Chapel Events: Hilary Term 2023

Dates

Throughout Hilary Term

Location

Wadham Chapel (some exceptions)

Summary

Weekly Choral Evensong, Tree Appreciations, Qigong and more. For full details, click the link above.

Evensong Schedule

Week 1 | Jan 15: Keeping Faith ... following the star

The first three Sundays of Hilary 2023 fall in Epiphany, the season celebrating manifestations of the divine in our world, beginning with the Wise Men following the Star in the East. The Chaplain invites everyone at the start of a new year to reflect on their own guiding star.

Week 2 | Jan 22: Keeping Faith ... in 2023

The Chaplain introduces our termly topic exploring what it means to ‘keep faith’. How do we balance our responsibilities and obligations to ourselves and our neighbours in our daily life, society more generally, and in global context? And amid so many harbingers of doom, how do we maintain equilibrium, and even optimism?
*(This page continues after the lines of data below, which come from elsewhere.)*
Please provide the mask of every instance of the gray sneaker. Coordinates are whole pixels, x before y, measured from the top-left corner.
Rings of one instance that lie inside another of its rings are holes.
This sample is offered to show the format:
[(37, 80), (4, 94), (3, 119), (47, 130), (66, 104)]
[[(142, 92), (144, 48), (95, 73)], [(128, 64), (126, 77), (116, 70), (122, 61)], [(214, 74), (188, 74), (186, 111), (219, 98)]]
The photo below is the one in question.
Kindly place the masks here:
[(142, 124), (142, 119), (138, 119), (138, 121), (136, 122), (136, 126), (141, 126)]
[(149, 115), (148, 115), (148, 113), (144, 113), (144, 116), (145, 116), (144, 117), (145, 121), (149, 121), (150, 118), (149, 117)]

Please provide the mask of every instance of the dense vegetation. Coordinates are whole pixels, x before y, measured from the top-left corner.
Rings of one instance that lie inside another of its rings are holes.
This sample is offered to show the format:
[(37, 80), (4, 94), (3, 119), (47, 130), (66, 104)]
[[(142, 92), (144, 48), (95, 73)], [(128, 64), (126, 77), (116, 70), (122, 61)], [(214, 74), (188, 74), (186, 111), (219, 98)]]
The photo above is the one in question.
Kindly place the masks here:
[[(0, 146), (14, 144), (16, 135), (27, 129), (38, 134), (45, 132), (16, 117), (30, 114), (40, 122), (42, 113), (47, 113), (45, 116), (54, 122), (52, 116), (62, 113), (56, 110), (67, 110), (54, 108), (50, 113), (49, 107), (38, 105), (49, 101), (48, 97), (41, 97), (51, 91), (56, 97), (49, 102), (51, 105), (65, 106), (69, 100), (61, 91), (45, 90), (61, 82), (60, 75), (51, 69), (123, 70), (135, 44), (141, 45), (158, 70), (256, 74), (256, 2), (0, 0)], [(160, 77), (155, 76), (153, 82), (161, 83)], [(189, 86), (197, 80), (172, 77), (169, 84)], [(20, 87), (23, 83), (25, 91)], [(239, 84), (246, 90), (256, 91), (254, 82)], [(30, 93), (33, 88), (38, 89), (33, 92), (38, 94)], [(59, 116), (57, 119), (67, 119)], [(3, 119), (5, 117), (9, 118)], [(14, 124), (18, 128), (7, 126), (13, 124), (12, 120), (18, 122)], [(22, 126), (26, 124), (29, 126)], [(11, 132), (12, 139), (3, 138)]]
Week 3 | Jan 29: Keeping Faith ... with silence

Professor Madeleine Reeves (St Hugh’s) is a social anthropologist with wide-ranging interests in borders, labour migration, sovereignty, time, and social reproduction, who has conducted field work in Central Asia and Russia. Drawing on her experience of silence in Quaker spiritual practice, she will help us think about our own journeys through the multifaceted challenges we face

Week 4 | Feb 5: Keeping Faith ... with human rights in Palestine

William Parry works in Wadham’s Development Office, fundraising for student support. He has maintained a journalistic interest in Palestinian human rights issues for nearly two decades. Despite an increasingly bleak landscape on the ground in Palestine, and in the West for those defending Palestinian rights issues, he finds inspiration, hope and faith from different quarters.

Week 5 | Feb 12: Keeping Faith ... with our fellow primates

Lucy Radford has worked in research, funding, and communications for primate conservation projects (notably Barbary Macaques and Sumatran Orangutans) in the UK and worldwide, and is currently based nearby at the OU Interdisciplinary Centre for Conservation Science. She honours human primates by serving as an accredited Humanist Celebrant for funeral and memorial services, and practices flying and static trapeze and aerial hoop in her spare time.

Week 6 | Feb 19: Keeping Faith ... with wildlife and conservation

Wadham’s own Taras Bains is a fourth-year biologist in Oxford’s Wildlife Conservation Research Unit, just back from field work in Uganda studying the experience of local communities living next to wildlife-protected areas. He is passionate about conservation outreach—serving as a blog editor for Conservation Optimism, a Learning Officer for the BBO Wildlife Trust, the projects coordinator for the Oxford Nature Conservation Society, and the animator of last year’s badger-cam in Wadham gardens and a project to rewild the History Faculty.

Week 7 | Feb 26: Keeping Faith ... 'This above all: to thine own self be true'

Humans are moral and spiritual as well as material beings. The Chaplain marks the beginning of the Christian penitential season of Lent by considering our essential nature and purpose, and how we can be ‘true’ to it.

Week 8 | Mar 5: Keeping Faith ... with humanity: 'A Grain of Sand'

Pat Winslow is an author, poet, and Humanist Celebrant who ‘keeps faith’ with humanity as a writer-in-residence in hospitals and a high-security prison, and running community and school writing workshops. I’ve often been asked how I, as an atheist, can live without faith. My answer is always ‘fully and with compassion’. I could also add ‘with a healthy dose of curiosity’. Human beings are infinitely complex. We are the sum total of our whole lives, not bits of our lives. So, broadly, the subject is our propensity for change.